A
friend of mine who lives near Cleveland,
Ohio, noticed that as the 'day
gets longer', i.e., as the duration of sunlight increases by about 1 minute per
day at this time of year, the increase is always due to a later-setting sun.
The time of sunrise hardly changes at
all. My friend wondered why the day doesn't just get 30 seconds longer equally at both
sunrise and sunset.
The
primary cause is the angle of the Ecliptic (the imaginary path of the Sun in
the sky) to the horizon. The angle of the ecliptic to the horizon is a
consequence of the Earth's tilt, the time of year and the observer's location.
During most of the year there is an asymmetry between the dawn and dusk
distances of the Sun to the horizon when looked at on a day-to-day basis. At
this time of year that asymmetry is pretty large. (Roughly 6 months from now,
the asymmetry shifts the other way.)
So
at this time of year at dusk, as the sun moves along the ecliptic its
distance to the horizon increases quite a bit from day to day, since at dusk
the ecliptic is at a steep angle to the horizon. Conversely, at dawn the
ecliptic is at a shallow angle to the horizon, so as the Sun moves along the
ecliptic from day to day its daily motion is roughly parallel to the horizon.
The following four diagrams show the Sun's position at dawn and at dusk on
January 1 and January 21. So you can see at dusk the distance from the
sun to the horizon increases a lot on a day-to-day basis. And conversely, at
dawn the distance of the sun to the horizon hardly changes at all over this
same 20-day period.
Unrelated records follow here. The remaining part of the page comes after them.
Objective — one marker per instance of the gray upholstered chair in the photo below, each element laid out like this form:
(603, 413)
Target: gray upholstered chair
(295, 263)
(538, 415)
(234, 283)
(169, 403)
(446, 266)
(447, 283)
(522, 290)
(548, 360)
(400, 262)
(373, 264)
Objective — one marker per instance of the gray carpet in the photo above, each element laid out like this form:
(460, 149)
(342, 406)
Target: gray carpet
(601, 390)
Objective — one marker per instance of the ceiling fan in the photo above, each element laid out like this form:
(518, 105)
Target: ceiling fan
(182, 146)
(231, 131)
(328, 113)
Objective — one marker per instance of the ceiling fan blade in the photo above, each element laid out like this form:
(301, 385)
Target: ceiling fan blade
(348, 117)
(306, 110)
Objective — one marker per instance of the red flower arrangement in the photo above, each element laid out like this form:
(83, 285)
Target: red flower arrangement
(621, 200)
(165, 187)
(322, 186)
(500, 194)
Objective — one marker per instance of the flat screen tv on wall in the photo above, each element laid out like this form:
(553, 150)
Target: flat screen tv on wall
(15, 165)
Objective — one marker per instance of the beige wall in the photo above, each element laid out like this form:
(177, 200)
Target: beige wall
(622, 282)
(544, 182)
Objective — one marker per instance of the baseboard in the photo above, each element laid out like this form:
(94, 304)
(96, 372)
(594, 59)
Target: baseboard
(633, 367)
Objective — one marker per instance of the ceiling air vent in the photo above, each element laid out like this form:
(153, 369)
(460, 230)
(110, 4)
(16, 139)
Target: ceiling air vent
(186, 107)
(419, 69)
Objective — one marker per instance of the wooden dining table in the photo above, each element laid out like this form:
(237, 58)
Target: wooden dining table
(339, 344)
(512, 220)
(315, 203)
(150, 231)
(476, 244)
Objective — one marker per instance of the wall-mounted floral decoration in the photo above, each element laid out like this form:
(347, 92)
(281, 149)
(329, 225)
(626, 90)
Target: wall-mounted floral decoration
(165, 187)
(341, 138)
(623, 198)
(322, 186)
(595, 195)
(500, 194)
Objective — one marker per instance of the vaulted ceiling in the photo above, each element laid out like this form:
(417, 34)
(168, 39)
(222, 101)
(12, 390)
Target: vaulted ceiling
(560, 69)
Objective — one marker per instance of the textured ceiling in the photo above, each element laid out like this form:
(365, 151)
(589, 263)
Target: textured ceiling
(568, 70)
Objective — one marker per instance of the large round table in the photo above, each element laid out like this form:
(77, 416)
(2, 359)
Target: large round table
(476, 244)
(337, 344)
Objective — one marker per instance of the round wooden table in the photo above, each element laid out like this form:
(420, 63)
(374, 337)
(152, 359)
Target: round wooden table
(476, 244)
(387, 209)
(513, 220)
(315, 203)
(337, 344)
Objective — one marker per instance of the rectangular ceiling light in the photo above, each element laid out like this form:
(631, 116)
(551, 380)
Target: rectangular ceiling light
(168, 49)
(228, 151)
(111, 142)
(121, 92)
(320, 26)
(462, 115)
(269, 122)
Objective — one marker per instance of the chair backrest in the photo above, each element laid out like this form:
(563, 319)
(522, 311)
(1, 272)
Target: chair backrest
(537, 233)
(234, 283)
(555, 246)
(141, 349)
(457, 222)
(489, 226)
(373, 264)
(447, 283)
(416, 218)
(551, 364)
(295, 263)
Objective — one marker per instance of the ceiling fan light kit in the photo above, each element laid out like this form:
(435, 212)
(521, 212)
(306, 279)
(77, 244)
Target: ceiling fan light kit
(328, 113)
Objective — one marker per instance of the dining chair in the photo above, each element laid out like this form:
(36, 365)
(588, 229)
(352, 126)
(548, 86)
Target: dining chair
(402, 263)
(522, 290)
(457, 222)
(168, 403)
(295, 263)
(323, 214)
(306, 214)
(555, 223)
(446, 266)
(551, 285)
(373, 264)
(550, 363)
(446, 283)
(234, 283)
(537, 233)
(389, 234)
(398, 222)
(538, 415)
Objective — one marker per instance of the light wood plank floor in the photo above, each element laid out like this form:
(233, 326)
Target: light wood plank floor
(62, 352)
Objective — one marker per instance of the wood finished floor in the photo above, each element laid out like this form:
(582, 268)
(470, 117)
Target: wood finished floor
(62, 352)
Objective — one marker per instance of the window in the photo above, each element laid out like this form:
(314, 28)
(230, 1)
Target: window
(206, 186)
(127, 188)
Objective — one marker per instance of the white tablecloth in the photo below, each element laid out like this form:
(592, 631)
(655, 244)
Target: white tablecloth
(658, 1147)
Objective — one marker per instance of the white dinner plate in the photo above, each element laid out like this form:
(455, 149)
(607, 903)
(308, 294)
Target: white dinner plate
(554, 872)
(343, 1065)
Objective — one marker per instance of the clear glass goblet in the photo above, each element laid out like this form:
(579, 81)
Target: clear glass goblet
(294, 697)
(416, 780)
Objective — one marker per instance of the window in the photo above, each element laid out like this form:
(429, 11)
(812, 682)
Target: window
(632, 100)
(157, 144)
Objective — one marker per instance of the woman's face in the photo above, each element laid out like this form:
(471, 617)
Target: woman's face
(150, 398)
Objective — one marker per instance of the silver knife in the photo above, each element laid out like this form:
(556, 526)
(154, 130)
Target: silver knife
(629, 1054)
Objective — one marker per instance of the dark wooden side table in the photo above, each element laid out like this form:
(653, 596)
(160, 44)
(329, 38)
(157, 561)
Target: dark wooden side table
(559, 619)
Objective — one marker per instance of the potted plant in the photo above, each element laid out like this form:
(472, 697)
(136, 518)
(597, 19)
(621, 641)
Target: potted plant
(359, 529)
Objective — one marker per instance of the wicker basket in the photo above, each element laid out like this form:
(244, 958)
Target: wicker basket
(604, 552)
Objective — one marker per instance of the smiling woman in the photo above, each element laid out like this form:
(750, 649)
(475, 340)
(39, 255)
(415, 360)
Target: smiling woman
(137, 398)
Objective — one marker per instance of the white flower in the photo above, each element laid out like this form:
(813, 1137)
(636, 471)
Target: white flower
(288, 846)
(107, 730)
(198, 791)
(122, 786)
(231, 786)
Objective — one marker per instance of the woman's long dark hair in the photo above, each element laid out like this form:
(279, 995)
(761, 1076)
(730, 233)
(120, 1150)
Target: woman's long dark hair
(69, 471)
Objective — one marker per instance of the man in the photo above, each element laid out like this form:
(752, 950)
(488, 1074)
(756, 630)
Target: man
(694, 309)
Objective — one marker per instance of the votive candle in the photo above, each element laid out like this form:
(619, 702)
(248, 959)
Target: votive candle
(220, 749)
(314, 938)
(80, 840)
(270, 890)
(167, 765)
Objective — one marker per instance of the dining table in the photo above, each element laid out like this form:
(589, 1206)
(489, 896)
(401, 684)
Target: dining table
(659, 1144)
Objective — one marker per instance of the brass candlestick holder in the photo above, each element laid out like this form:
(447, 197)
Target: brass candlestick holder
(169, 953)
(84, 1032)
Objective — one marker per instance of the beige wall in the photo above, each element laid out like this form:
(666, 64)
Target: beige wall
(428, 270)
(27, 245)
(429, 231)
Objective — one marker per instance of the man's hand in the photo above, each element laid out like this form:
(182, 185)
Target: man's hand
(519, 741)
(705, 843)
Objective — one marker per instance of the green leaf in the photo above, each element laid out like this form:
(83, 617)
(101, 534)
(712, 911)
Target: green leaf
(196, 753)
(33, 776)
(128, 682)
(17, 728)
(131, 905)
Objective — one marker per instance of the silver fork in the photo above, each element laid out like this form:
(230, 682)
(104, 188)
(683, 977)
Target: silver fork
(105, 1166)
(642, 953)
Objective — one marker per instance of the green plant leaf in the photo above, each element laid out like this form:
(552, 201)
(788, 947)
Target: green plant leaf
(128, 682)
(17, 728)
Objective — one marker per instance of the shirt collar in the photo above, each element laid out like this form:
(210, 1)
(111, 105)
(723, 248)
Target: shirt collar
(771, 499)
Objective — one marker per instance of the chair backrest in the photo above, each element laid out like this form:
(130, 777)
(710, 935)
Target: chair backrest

The person's position on the Earth affects this a lot, of
course -- e.g., no sunrise at all above the Arctic circle and no sunset beyond
the Antarctic circle at this time of the year.

Diagram
1) The Sun near sunrise (8:00 AM) on Jan 01, as seen from Cleveland, Ohio.
(Assuming a clear sky.) The black band across the bottom of the diagram
represents the horizon.

2)
The Sun near sunrise (8:00 AM) on Jan 21. Compare with Diagram 1) and note how
the distance between the sun and the horizon has hardly changed in 20 days.
You
can really see how the angle of the green line to the horizon changes between
dawn in these two diagrams as compared with the angle at dusk in Diagrams 3)
and 4).
Comparing
this diagram with diagram 4), the sun itself will move about 3/8ths of a
degree, or slightly less than its diameter, along the green line between dawn
and dusk.
The
lines you see here rotate nearly 135 degrees between dawn and dusk, which
changes the angle between the horizon and the green line that the sun is on
(the ecliptic) between dawn and dusk. The 135 degree rotation is due to there
being only about 9 hours of daylight between dawn and dusk; 9/24ths of 360 =
135 degrees. This is what causes the asymmetry in the lengthening of the day.
(In a 12-hour day, the rotation is 180 degrees and the angle is the same for
dawn and dusk.)

3)
The Sun near sunset (5:02 PM) on Jan 01.

4)
The Sun near sunset (5:02 PM) on Jan 21. Compare this diagram with 3) and notice
the large increase in the distance of the sun to the horizon in 20 days.
For reference, note that Capricornus
is above the sun here, but below the sun at dawn in Diagram 2).
These
diagrams are screen shots from an Astronomy program, Starry Night Pro, that I
have on my computer. It allows me to select any location on Earth or elsewhere
in the solar system, at any date and time over a range of thousands of years.